The clinician is used to contemplating the situations of patients and making tough decisions routinely; but for this patient, at this time, the task is anything but routine. Thus, it is natural to delegate to the more experienced and emotionally detached of the two the task of organizing the decision-making conversation. The clinician, leading the dance, will identify that a decision needs to be made, the relevant options and their relative desirable and undesirable features, and will invite the patient to consider these options and features. But, to what extent are patients willing and able to engage in deliberation?

We propose that the adequate way of answering this question is through empathy. In suggesting empathy we do not mean that clinicians should empathically divine the right decision for the patient; quite the opposite. We are suggesting that the co-creation of decision also involves the co-creation of the patient-clinician relationship and the conversational environment in which each decision is made. Empathy directs attention to the clinician’s active role in finding the right relationship and stance to join this patient at this time in decision making. Clinicians are trained and are expected to exhibit empathy when interviewing and examining patients, responding to patient concerns, and delivering bad news. The role of empathy in supporting decision making has not been fully discussed, to our knowledge. In this case, empathy requires attention to the situation of the patient and to the cues, verbal and nonverbal, the patient offers as the clinician invites the patient into the deliberative process. Some patients may be able to partner fully and co-create the decision; others may engage with the information, but delegate the rest of the tasks of deliberation and decision taking to the clinician. This is the expression of a preference that is being constructed on the spot (it follows that this preference cannot be adequately assessed with a survey tool, before the encounter and therefore out of context). The appropriate stance in the conversation is available to the clinician in subtle signs that the clinician can pick up through empathic attention to the patient. Focus on who the patient and clinician are, and can be, for each other in this conversation allows us to respect that the same patient may be willing to co-create one decision while preferring a lesser role for the next. The challenge for the clinician is to correctly respond, in real time, to these emerging preferences.
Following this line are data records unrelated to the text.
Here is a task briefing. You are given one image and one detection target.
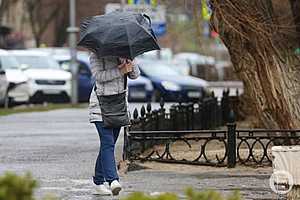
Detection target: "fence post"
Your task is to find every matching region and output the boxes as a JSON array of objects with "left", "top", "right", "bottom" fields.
[
  {"left": 170, "top": 105, "right": 177, "bottom": 130},
  {"left": 227, "top": 109, "right": 237, "bottom": 168},
  {"left": 159, "top": 97, "right": 166, "bottom": 130},
  {"left": 221, "top": 89, "right": 230, "bottom": 125},
  {"left": 189, "top": 103, "right": 194, "bottom": 130},
  {"left": 198, "top": 101, "right": 203, "bottom": 129}
]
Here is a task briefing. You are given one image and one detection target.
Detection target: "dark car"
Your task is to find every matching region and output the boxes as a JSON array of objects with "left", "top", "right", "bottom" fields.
[
  {"left": 136, "top": 59, "right": 208, "bottom": 102},
  {"left": 128, "top": 76, "right": 153, "bottom": 102},
  {"left": 53, "top": 51, "right": 153, "bottom": 102},
  {"left": 54, "top": 52, "right": 94, "bottom": 102}
]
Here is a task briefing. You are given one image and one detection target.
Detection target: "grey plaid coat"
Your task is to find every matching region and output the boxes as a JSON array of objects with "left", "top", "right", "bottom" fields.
[{"left": 88, "top": 53, "right": 140, "bottom": 123}]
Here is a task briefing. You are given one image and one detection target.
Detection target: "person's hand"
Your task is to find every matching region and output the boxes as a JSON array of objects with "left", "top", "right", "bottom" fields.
[{"left": 118, "top": 59, "right": 133, "bottom": 75}]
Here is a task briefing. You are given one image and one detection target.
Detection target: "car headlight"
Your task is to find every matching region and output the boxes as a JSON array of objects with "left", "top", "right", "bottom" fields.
[{"left": 161, "top": 81, "right": 181, "bottom": 91}]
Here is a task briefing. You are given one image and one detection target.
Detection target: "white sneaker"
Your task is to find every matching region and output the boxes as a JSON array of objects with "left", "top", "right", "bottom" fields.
[
  {"left": 110, "top": 180, "right": 122, "bottom": 196},
  {"left": 93, "top": 183, "right": 112, "bottom": 196}
]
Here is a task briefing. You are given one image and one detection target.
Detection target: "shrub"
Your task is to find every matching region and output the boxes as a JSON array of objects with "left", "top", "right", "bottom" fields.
[
  {"left": 122, "top": 188, "right": 241, "bottom": 200},
  {"left": 185, "top": 188, "right": 241, "bottom": 200},
  {"left": 122, "top": 192, "right": 179, "bottom": 200},
  {"left": 0, "top": 172, "right": 37, "bottom": 200}
]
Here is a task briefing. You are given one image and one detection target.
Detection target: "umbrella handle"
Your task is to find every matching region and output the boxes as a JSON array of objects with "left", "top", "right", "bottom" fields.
[{"left": 143, "top": 13, "right": 152, "bottom": 26}]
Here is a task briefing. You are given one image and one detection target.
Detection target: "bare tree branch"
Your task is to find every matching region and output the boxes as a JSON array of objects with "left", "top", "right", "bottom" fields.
[{"left": 25, "top": 0, "right": 62, "bottom": 47}]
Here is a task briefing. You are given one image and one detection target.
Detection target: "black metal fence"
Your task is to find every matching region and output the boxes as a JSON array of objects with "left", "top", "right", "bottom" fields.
[
  {"left": 125, "top": 119, "right": 300, "bottom": 167},
  {"left": 124, "top": 129, "right": 229, "bottom": 166},
  {"left": 235, "top": 129, "right": 300, "bottom": 165},
  {"left": 124, "top": 91, "right": 300, "bottom": 167},
  {"left": 130, "top": 89, "right": 240, "bottom": 131}
]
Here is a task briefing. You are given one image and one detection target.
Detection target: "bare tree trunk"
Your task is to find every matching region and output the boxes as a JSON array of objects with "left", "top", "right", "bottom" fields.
[
  {"left": 0, "top": 0, "right": 18, "bottom": 24},
  {"left": 192, "top": 0, "right": 202, "bottom": 47},
  {"left": 0, "top": 0, "right": 9, "bottom": 23},
  {"left": 54, "top": 1, "right": 69, "bottom": 46},
  {"left": 35, "top": 35, "right": 41, "bottom": 47},
  {"left": 211, "top": 0, "right": 300, "bottom": 129},
  {"left": 25, "top": 0, "right": 60, "bottom": 47}
]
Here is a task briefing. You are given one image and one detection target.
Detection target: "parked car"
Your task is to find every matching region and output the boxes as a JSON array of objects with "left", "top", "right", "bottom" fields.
[
  {"left": 53, "top": 52, "right": 94, "bottom": 102},
  {"left": 136, "top": 59, "right": 208, "bottom": 102},
  {"left": 33, "top": 48, "right": 93, "bottom": 101},
  {"left": 0, "top": 53, "right": 9, "bottom": 107},
  {"left": 0, "top": 49, "right": 30, "bottom": 107},
  {"left": 128, "top": 76, "right": 153, "bottom": 102},
  {"left": 138, "top": 48, "right": 173, "bottom": 62},
  {"left": 10, "top": 50, "right": 72, "bottom": 103},
  {"left": 173, "top": 52, "right": 218, "bottom": 81},
  {"left": 53, "top": 51, "right": 153, "bottom": 102}
]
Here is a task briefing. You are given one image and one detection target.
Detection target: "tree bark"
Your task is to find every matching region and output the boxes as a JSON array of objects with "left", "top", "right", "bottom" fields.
[
  {"left": 289, "top": 0, "right": 300, "bottom": 47},
  {"left": 211, "top": 0, "right": 300, "bottom": 129}
]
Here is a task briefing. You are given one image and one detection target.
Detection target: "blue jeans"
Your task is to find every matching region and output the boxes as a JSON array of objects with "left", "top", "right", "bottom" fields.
[{"left": 93, "top": 122, "right": 121, "bottom": 185}]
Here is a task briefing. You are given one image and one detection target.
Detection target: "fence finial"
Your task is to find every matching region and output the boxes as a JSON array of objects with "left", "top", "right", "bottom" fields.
[
  {"left": 236, "top": 89, "right": 239, "bottom": 96},
  {"left": 211, "top": 91, "right": 215, "bottom": 98},
  {"left": 226, "top": 88, "right": 230, "bottom": 96},
  {"left": 141, "top": 105, "right": 146, "bottom": 117},
  {"left": 133, "top": 108, "right": 139, "bottom": 119},
  {"left": 147, "top": 102, "right": 152, "bottom": 113}
]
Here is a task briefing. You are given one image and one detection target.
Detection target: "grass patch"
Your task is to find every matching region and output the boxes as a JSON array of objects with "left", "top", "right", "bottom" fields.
[{"left": 0, "top": 103, "right": 87, "bottom": 116}]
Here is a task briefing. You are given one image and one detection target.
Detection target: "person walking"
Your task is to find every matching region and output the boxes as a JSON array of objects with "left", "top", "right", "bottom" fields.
[
  {"left": 79, "top": 11, "right": 158, "bottom": 195},
  {"left": 88, "top": 53, "right": 140, "bottom": 196}
]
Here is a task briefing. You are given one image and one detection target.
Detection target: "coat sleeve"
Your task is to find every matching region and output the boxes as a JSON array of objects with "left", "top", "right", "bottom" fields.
[
  {"left": 90, "top": 53, "right": 122, "bottom": 83},
  {"left": 128, "top": 63, "right": 140, "bottom": 80}
]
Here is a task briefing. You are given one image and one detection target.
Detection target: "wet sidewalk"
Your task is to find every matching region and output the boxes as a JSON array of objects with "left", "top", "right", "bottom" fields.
[
  {"left": 36, "top": 163, "right": 276, "bottom": 200},
  {"left": 0, "top": 107, "right": 277, "bottom": 200}
]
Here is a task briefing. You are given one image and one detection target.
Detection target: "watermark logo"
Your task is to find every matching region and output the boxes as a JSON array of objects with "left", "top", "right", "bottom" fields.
[{"left": 269, "top": 170, "right": 294, "bottom": 195}]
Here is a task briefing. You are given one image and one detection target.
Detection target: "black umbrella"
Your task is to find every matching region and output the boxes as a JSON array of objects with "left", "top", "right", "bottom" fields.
[{"left": 78, "top": 11, "right": 160, "bottom": 59}]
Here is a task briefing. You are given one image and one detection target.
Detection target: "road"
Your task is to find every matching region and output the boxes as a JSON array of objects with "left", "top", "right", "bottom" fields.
[{"left": 0, "top": 103, "right": 277, "bottom": 200}]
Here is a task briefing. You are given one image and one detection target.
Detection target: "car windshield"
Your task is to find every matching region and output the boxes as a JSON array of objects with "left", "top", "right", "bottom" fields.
[
  {"left": 0, "top": 55, "right": 20, "bottom": 69},
  {"left": 14, "top": 55, "right": 60, "bottom": 69},
  {"left": 139, "top": 62, "right": 180, "bottom": 76}
]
Shared decision-making tools produced for use during the clinical encounter need to account for this clinical task and be designed to support empathic decision making. When encounter tools offer too much information or script a step-by-step decision process, they may inadvertently limit the ability of the clinician to empathically guide the process. When tools are used in preparation for the visit, clinicians may assume that completion of the tool and associated worksheets signals that patients are fully engaged and ready to make decisions. That a tool should enable and support empathic decision making is not currently a requirement for their design of decision aids, or a metric for their impact.

In summary, shared decision making is one of an infinite set of ways in which patients and clinicians can engage in conversation about fateful decisions without a technically correct answer. To create the environment in which patients and clinicians co-create decisions, clinicians must actively invite and support patients in the process, empathically “reading” the patient to match their evolving preference for participation. Tools to support this process need to be designed to facilitate and not interfere with empathic decision making, and this may form the basis for new measures of decisional quality.

Thus, we are not just for shared decision making. We are for empathic decision making.